The thought of Alpha Maxwell took my mind back to a time and place I thought I'd left far behind. It was as if the memories and emotions I'd tried to bury had resurfaced, pulling me back into the past.
So that means I am having a baby for him, so I was truly his fated mate, I wasn't in the right state of mind, I could barely take good care of myself alone, and now I was going to be having a baby.
A wave of regret washed over me. If there was any way to undo this pregnancy, I would have done it in an instant. But the reality was daunting.

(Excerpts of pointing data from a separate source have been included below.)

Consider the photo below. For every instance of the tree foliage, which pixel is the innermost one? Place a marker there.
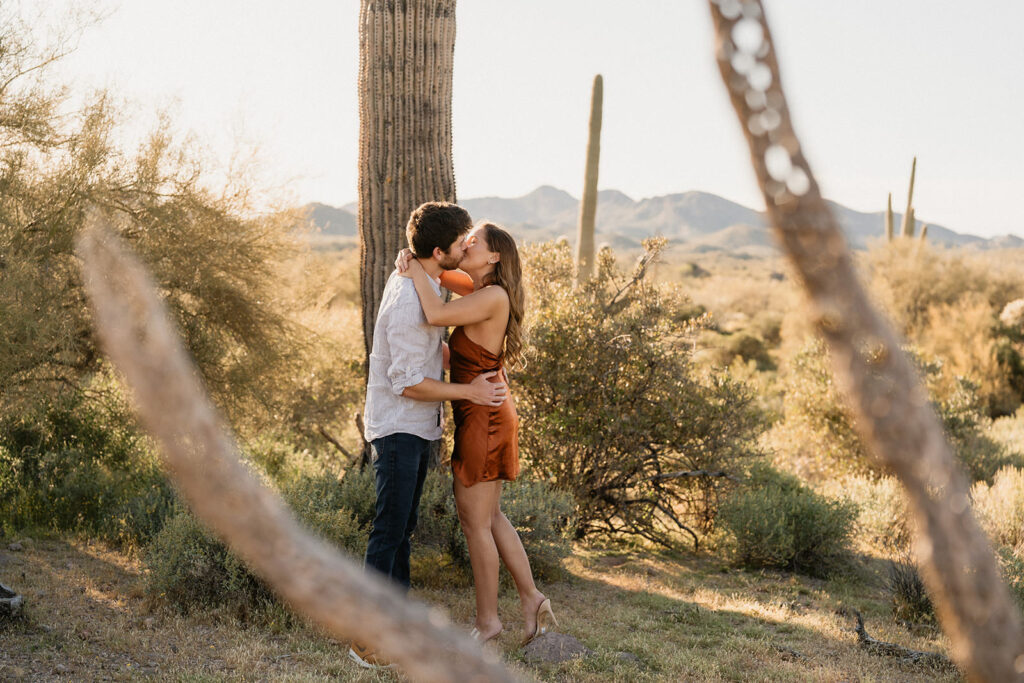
(612, 410)
(212, 254)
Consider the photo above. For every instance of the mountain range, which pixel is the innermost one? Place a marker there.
(694, 220)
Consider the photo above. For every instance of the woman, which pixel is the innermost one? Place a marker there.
(487, 318)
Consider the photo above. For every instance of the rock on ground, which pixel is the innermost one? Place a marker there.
(554, 647)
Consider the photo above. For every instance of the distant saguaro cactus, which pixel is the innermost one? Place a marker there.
(906, 229)
(588, 205)
(889, 219)
(406, 57)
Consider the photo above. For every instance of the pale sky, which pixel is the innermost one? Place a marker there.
(870, 84)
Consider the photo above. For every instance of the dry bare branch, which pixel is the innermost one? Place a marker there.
(202, 458)
(891, 408)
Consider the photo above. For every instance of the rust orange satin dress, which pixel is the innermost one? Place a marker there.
(486, 439)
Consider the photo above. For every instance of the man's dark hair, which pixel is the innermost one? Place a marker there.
(436, 224)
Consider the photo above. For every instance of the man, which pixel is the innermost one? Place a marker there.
(406, 393)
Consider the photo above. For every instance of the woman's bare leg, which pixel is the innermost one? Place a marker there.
(514, 556)
(475, 505)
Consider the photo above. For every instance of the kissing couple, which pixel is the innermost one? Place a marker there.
(406, 395)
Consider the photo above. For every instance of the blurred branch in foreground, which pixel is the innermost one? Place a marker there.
(203, 460)
(891, 407)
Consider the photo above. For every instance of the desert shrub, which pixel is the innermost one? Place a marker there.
(966, 420)
(999, 507)
(910, 601)
(817, 437)
(544, 516)
(773, 520)
(612, 410)
(81, 466)
(188, 567)
(330, 509)
(723, 350)
(1012, 569)
(947, 304)
(1009, 431)
(883, 522)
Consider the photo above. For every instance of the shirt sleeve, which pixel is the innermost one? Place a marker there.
(412, 345)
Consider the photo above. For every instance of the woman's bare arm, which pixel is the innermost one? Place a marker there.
(476, 307)
(458, 282)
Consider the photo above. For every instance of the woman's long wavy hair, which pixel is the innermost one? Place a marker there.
(508, 275)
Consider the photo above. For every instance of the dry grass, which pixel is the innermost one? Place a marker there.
(680, 617)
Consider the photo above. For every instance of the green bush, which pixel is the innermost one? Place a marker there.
(773, 520)
(187, 566)
(184, 555)
(543, 516)
(909, 597)
(613, 412)
(999, 507)
(947, 303)
(81, 466)
(883, 523)
(817, 437)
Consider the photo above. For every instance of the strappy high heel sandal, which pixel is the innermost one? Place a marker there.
(478, 637)
(545, 622)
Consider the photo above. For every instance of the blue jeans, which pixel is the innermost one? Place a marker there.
(400, 464)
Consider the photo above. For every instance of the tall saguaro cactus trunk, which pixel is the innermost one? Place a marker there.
(588, 206)
(406, 62)
(906, 229)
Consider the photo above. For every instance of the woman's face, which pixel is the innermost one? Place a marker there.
(478, 254)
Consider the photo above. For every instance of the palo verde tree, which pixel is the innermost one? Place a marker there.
(212, 255)
(406, 56)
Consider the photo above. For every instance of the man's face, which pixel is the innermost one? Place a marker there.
(455, 254)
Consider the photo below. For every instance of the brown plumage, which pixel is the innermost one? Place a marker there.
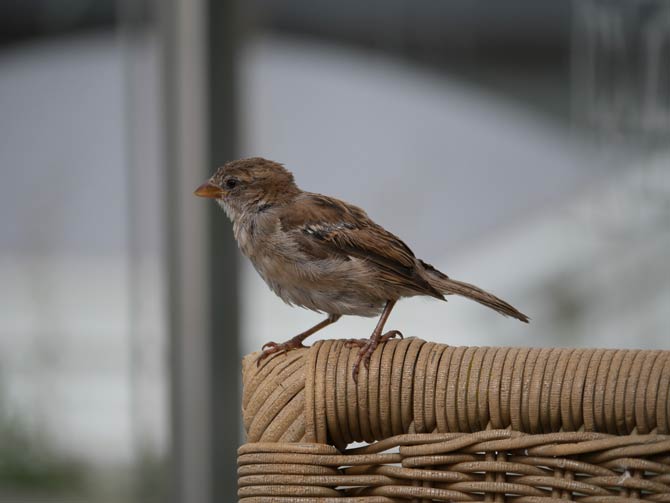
(326, 255)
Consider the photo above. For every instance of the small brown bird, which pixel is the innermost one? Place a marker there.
(324, 254)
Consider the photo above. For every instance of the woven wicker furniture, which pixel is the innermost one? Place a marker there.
(456, 424)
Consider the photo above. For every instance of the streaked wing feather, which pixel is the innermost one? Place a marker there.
(326, 225)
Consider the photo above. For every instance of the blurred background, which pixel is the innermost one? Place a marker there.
(522, 146)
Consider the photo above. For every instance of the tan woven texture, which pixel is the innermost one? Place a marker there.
(457, 424)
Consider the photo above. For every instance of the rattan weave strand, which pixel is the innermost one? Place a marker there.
(457, 424)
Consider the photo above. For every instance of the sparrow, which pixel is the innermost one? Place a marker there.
(326, 255)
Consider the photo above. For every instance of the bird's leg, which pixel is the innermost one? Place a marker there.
(295, 342)
(368, 345)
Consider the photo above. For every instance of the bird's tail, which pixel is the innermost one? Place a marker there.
(449, 286)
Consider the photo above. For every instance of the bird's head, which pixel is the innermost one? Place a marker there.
(249, 185)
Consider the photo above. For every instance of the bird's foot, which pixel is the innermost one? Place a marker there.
(367, 347)
(272, 348)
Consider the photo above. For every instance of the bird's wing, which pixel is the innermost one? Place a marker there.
(324, 226)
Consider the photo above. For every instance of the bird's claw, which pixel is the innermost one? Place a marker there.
(271, 348)
(367, 347)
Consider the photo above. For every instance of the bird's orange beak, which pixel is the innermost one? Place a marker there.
(208, 189)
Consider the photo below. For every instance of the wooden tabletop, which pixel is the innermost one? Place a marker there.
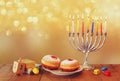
(6, 74)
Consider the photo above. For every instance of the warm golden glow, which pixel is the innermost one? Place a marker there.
(33, 28)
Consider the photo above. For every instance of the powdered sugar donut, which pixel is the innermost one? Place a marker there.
(69, 65)
(50, 62)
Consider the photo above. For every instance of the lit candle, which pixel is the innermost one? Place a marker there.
(73, 25)
(69, 24)
(92, 27)
(82, 27)
(97, 27)
(78, 28)
(105, 25)
(88, 22)
(101, 28)
(82, 24)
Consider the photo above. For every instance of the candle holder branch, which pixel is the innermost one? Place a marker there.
(87, 42)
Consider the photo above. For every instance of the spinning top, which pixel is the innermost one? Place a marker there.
(35, 70)
(104, 68)
(107, 73)
(96, 71)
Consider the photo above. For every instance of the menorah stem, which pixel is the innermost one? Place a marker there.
(86, 66)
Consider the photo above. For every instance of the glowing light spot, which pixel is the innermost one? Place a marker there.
(25, 10)
(45, 9)
(2, 3)
(35, 19)
(9, 4)
(20, 4)
(10, 13)
(47, 36)
(33, 1)
(40, 35)
(16, 23)
(8, 33)
(23, 29)
(3, 11)
(88, 10)
(29, 19)
(93, 1)
(19, 10)
(49, 15)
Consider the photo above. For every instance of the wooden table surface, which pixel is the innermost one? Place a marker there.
(6, 74)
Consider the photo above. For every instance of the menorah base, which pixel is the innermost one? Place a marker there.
(87, 67)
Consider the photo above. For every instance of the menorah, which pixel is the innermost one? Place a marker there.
(87, 36)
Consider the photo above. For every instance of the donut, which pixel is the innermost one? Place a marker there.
(50, 62)
(69, 65)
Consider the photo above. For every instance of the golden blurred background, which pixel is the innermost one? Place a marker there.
(34, 28)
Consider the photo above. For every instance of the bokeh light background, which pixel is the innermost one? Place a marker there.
(34, 28)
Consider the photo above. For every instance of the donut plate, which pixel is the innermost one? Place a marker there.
(62, 73)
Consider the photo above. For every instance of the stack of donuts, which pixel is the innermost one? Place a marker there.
(53, 62)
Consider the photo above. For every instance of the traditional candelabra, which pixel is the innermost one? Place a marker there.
(87, 35)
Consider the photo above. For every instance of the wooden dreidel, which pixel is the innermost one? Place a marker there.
(18, 67)
(104, 69)
(96, 71)
(35, 70)
(29, 71)
(107, 73)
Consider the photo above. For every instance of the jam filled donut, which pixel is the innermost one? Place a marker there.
(69, 65)
(50, 62)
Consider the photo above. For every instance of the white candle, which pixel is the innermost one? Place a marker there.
(73, 25)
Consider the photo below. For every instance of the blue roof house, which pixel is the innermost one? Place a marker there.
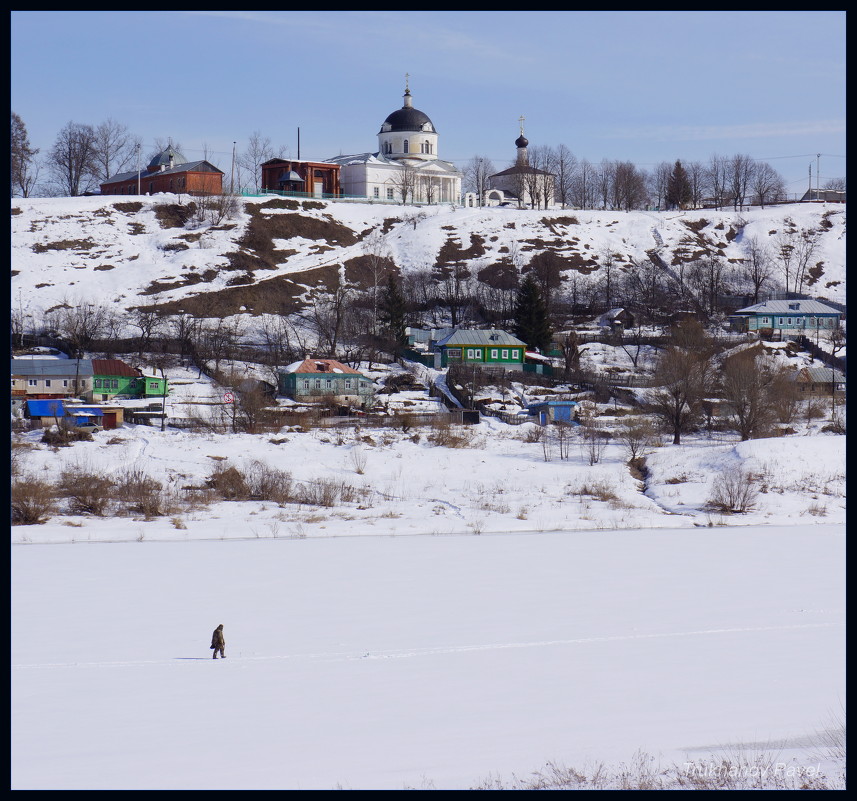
(554, 411)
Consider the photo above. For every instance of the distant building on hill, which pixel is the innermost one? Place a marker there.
(168, 171)
(302, 178)
(521, 184)
(406, 167)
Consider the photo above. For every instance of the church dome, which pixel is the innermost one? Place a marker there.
(163, 158)
(408, 118)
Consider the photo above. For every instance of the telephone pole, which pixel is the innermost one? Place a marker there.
(232, 178)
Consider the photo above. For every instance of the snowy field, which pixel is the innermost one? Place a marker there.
(418, 661)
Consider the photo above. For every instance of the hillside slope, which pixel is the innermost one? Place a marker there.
(274, 252)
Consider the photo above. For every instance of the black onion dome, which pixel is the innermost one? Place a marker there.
(407, 119)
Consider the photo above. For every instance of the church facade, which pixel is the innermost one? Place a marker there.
(520, 185)
(406, 167)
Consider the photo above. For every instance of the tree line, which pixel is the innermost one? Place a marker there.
(722, 182)
(84, 156)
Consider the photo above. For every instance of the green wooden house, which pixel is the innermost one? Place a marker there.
(786, 317)
(112, 377)
(491, 348)
(325, 379)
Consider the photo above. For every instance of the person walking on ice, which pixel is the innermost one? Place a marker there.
(218, 643)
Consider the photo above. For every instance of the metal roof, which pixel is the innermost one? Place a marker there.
(823, 375)
(113, 367)
(789, 307)
(480, 337)
(53, 407)
(52, 368)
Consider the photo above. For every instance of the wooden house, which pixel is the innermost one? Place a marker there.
(490, 348)
(554, 411)
(325, 379)
(302, 178)
(820, 381)
(168, 171)
(785, 318)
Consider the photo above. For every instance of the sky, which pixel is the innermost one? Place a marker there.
(645, 87)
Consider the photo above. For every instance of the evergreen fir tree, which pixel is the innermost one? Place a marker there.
(531, 319)
(678, 187)
(393, 314)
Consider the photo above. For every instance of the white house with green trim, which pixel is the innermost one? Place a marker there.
(489, 348)
(786, 317)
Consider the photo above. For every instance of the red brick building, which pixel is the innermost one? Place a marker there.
(305, 178)
(168, 171)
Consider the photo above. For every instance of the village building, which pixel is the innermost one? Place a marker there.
(317, 179)
(521, 185)
(491, 348)
(786, 318)
(92, 379)
(168, 171)
(325, 379)
(406, 168)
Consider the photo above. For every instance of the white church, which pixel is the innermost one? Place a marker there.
(406, 167)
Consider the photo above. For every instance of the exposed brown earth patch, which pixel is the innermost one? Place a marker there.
(65, 244)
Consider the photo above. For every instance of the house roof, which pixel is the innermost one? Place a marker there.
(480, 337)
(51, 368)
(46, 408)
(821, 375)
(520, 170)
(789, 307)
(113, 367)
(320, 367)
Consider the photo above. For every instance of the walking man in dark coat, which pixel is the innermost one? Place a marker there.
(218, 643)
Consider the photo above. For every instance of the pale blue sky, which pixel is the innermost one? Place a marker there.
(645, 87)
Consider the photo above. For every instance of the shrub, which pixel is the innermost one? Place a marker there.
(141, 493)
(88, 492)
(266, 483)
(229, 483)
(733, 492)
(33, 501)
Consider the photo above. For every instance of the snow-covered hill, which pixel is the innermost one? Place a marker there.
(132, 252)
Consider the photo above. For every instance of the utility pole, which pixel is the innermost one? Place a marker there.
(232, 177)
(817, 175)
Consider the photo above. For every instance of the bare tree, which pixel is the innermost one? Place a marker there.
(766, 184)
(79, 322)
(806, 245)
(750, 387)
(739, 174)
(258, 151)
(696, 175)
(405, 182)
(24, 168)
(717, 179)
(115, 149)
(72, 159)
(660, 178)
(758, 267)
(566, 170)
(684, 379)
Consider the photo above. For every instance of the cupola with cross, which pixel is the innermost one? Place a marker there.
(408, 133)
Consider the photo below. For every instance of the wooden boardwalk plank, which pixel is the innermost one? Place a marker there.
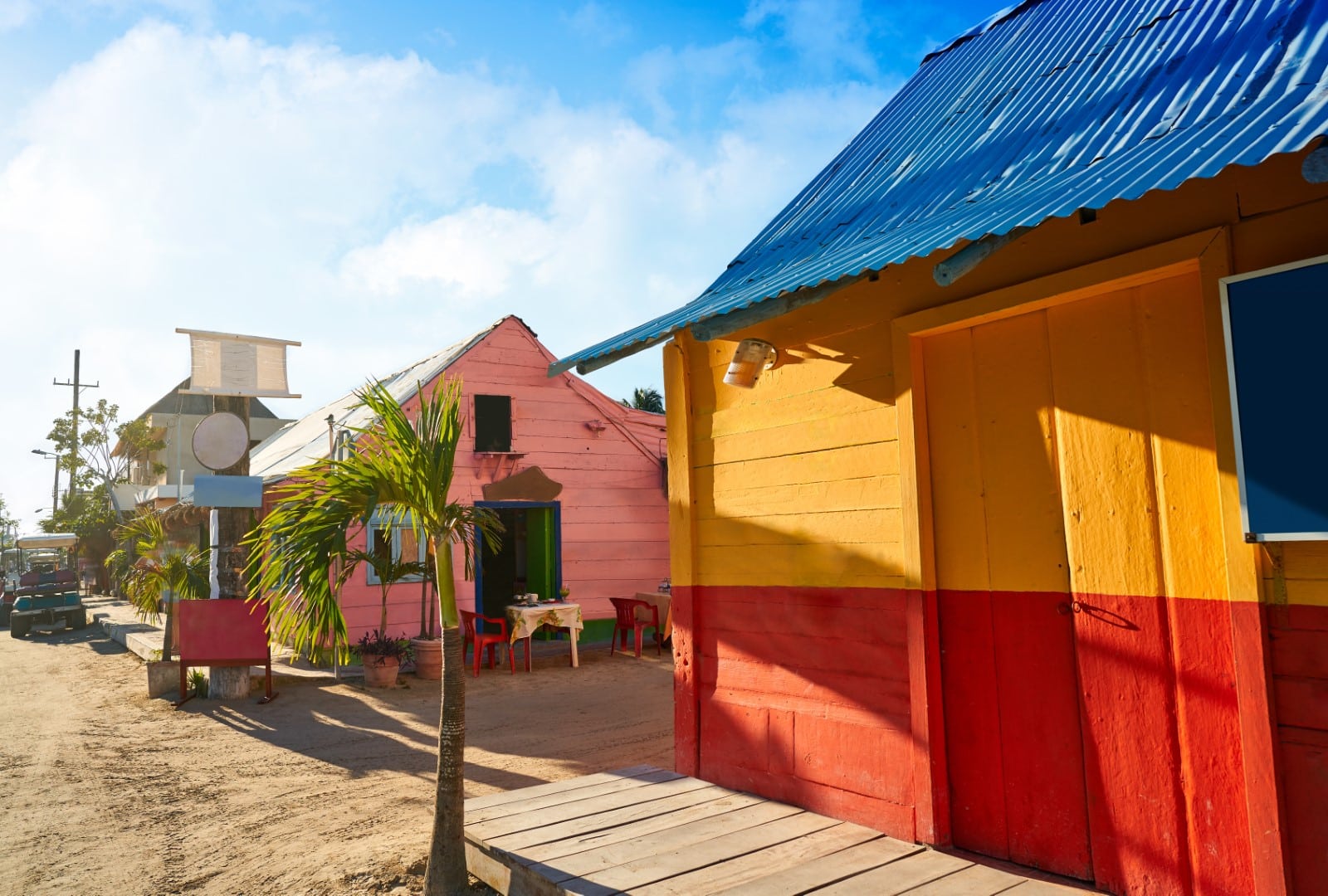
(1029, 887)
(623, 823)
(763, 863)
(974, 880)
(579, 809)
(661, 866)
(898, 876)
(828, 869)
(588, 863)
(654, 833)
(568, 796)
(554, 786)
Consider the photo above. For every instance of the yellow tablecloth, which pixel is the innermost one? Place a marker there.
(664, 603)
(525, 621)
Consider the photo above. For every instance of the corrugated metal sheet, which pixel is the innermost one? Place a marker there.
(305, 440)
(1051, 106)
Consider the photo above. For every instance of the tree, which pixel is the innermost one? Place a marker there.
(105, 453)
(8, 530)
(646, 398)
(146, 567)
(387, 568)
(405, 469)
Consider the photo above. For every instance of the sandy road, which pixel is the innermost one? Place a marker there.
(327, 790)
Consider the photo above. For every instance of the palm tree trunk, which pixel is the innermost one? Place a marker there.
(447, 869)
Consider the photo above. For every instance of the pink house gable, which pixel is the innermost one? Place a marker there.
(606, 528)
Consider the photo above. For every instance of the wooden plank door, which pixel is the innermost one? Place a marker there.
(1008, 676)
(1073, 469)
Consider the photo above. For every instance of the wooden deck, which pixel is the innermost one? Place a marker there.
(650, 831)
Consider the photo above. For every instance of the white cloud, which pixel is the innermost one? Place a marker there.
(221, 183)
(15, 13)
(825, 33)
(599, 24)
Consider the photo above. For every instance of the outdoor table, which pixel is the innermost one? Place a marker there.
(662, 601)
(526, 621)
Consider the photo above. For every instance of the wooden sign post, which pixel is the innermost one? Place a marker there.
(234, 369)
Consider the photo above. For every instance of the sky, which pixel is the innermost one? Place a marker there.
(378, 181)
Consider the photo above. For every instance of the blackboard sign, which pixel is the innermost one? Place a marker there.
(1277, 329)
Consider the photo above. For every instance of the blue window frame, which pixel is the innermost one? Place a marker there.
(391, 533)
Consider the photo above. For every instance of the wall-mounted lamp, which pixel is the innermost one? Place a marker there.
(752, 358)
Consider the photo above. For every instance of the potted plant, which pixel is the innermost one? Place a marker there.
(427, 645)
(146, 570)
(382, 655)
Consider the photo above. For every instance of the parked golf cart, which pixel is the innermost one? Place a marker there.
(46, 597)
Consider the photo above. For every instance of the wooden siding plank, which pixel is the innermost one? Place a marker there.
(829, 465)
(1301, 655)
(1301, 703)
(900, 876)
(834, 528)
(763, 863)
(787, 409)
(867, 490)
(659, 866)
(832, 689)
(828, 869)
(876, 425)
(891, 713)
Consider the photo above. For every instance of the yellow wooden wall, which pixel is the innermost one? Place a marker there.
(803, 489)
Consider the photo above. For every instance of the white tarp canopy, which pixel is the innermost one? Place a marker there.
(52, 541)
(229, 364)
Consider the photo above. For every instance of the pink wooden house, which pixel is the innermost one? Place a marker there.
(575, 477)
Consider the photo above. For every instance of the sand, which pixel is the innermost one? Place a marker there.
(325, 790)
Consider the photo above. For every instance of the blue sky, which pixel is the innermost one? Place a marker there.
(382, 179)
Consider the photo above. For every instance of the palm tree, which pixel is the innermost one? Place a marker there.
(387, 568)
(405, 469)
(145, 568)
(646, 398)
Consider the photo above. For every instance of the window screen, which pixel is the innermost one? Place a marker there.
(493, 422)
(393, 539)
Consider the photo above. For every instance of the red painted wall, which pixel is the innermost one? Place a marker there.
(1299, 652)
(827, 725)
(606, 455)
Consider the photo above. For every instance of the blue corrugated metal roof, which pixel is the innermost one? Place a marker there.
(1047, 108)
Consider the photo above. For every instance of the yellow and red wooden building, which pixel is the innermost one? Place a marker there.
(967, 563)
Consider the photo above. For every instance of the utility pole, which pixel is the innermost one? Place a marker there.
(73, 449)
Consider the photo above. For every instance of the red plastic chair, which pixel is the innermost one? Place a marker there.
(628, 621)
(481, 640)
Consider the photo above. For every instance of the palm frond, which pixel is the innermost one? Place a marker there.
(402, 475)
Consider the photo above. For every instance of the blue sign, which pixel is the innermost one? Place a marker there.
(227, 491)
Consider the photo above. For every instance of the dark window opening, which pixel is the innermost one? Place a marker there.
(493, 422)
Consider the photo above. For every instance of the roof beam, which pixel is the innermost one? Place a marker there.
(732, 322)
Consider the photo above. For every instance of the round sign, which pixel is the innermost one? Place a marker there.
(221, 441)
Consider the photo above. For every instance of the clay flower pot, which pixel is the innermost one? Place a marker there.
(380, 672)
(428, 657)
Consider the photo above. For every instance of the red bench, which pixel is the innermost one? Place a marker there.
(223, 634)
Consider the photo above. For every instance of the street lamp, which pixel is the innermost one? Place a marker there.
(55, 489)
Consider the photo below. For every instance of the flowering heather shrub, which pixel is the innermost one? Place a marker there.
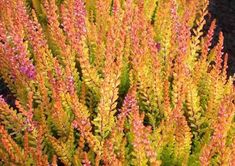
(114, 82)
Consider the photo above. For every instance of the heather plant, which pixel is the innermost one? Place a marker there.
(114, 82)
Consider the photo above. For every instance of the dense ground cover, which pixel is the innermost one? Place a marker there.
(113, 82)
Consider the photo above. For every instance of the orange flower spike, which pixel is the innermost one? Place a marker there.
(219, 54)
(208, 40)
(54, 25)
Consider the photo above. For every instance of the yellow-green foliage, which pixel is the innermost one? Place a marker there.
(113, 82)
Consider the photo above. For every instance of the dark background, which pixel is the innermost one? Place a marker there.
(224, 12)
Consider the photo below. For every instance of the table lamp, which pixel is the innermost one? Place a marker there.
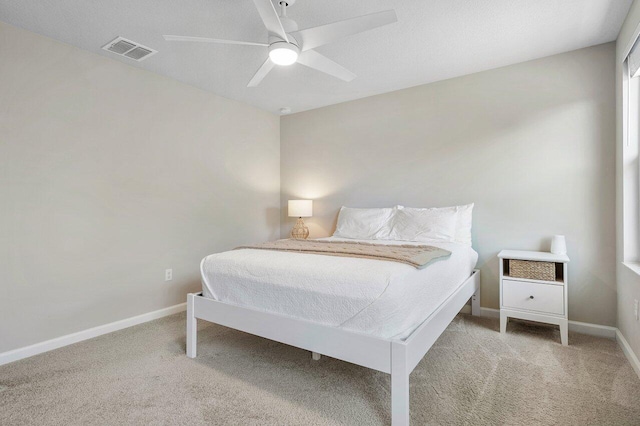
(300, 209)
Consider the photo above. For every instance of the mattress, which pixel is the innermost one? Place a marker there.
(382, 298)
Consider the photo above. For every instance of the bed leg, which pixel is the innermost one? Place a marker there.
(475, 303)
(192, 326)
(399, 385)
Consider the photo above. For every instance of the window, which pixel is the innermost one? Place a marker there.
(630, 160)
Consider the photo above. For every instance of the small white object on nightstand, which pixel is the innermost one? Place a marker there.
(532, 299)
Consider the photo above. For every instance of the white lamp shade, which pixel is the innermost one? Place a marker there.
(300, 208)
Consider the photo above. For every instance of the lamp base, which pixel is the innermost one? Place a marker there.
(300, 230)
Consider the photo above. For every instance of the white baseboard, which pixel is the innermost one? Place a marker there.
(69, 339)
(628, 352)
(575, 326)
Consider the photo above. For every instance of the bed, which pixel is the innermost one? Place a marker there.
(378, 314)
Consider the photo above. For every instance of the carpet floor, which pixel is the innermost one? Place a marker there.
(471, 376)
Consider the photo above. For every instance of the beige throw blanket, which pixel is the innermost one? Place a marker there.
(417, 256)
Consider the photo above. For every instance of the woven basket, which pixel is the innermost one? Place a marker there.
(532, 270)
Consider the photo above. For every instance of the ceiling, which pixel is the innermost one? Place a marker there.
(432, 40)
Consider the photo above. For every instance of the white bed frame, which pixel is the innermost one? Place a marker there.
(395, 357)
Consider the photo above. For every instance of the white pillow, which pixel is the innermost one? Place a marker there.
(463, 224)
(364, 224)
(424, 224)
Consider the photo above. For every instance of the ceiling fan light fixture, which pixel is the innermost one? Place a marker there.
(283, 53)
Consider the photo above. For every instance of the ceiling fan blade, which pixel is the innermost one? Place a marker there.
(262, 73)
(325, 34)
(313, 59)
(270, 18)
(211, 40)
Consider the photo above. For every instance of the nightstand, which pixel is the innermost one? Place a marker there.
(525, 297)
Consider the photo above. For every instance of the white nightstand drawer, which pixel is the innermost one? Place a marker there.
(530, 296)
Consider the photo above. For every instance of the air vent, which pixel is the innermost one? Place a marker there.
(130, 49)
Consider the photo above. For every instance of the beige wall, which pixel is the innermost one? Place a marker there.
(531, 144)
(628, 280)
(108, 176)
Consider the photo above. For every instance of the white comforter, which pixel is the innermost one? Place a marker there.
(382, 298)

I was carrying the Alpha's child, the future heir to the Red Crescent pack.
I could only imagine the mind of joy and happiness that Maxwell will be having when he discovers I was carrying his child.
I thought to myself, a mix of emotions swirling in my chest. I didn't know if I should be happy that I was carrying the Alphas child or be sad that I was carrying his child in a strange land far from his reach.
I just couldn't wait for Alpha Maxwell to eventually find me and take me back with him to the pack. The thought sent a thrill of fear and anticipation through me
Something inside of me altered at that moment. I experienced a renewed feeling of purpose and determination.
Even though I didn't have my wolf this was a great opportunity to be pregnant with the Alphas pup.
At least I have hopes that very soon my alpha will find me and reunite me with the rest of the pack and I will give birth to this child and give him love and attention.
I would make him feel important and valued, regardless of what I had experienced in the hands of my own parents.
I knew the path ahead would not be simple, I know Alpha Maxwell will find me but I don't know when and how and returning to the pack was a dangerous mission to embark on not when Madison and my parents are celebrating and happy think I was dead I couldn't take the risk of showing up again not now, but I need to prepare myself for the task.
I'd been through innumerable hardships and tribulations; I could handle this one too. I took a big breath, straightened my shoulders, and reminded myself that I would come out of this stronger, and I would give my child the love and happiness they deserved.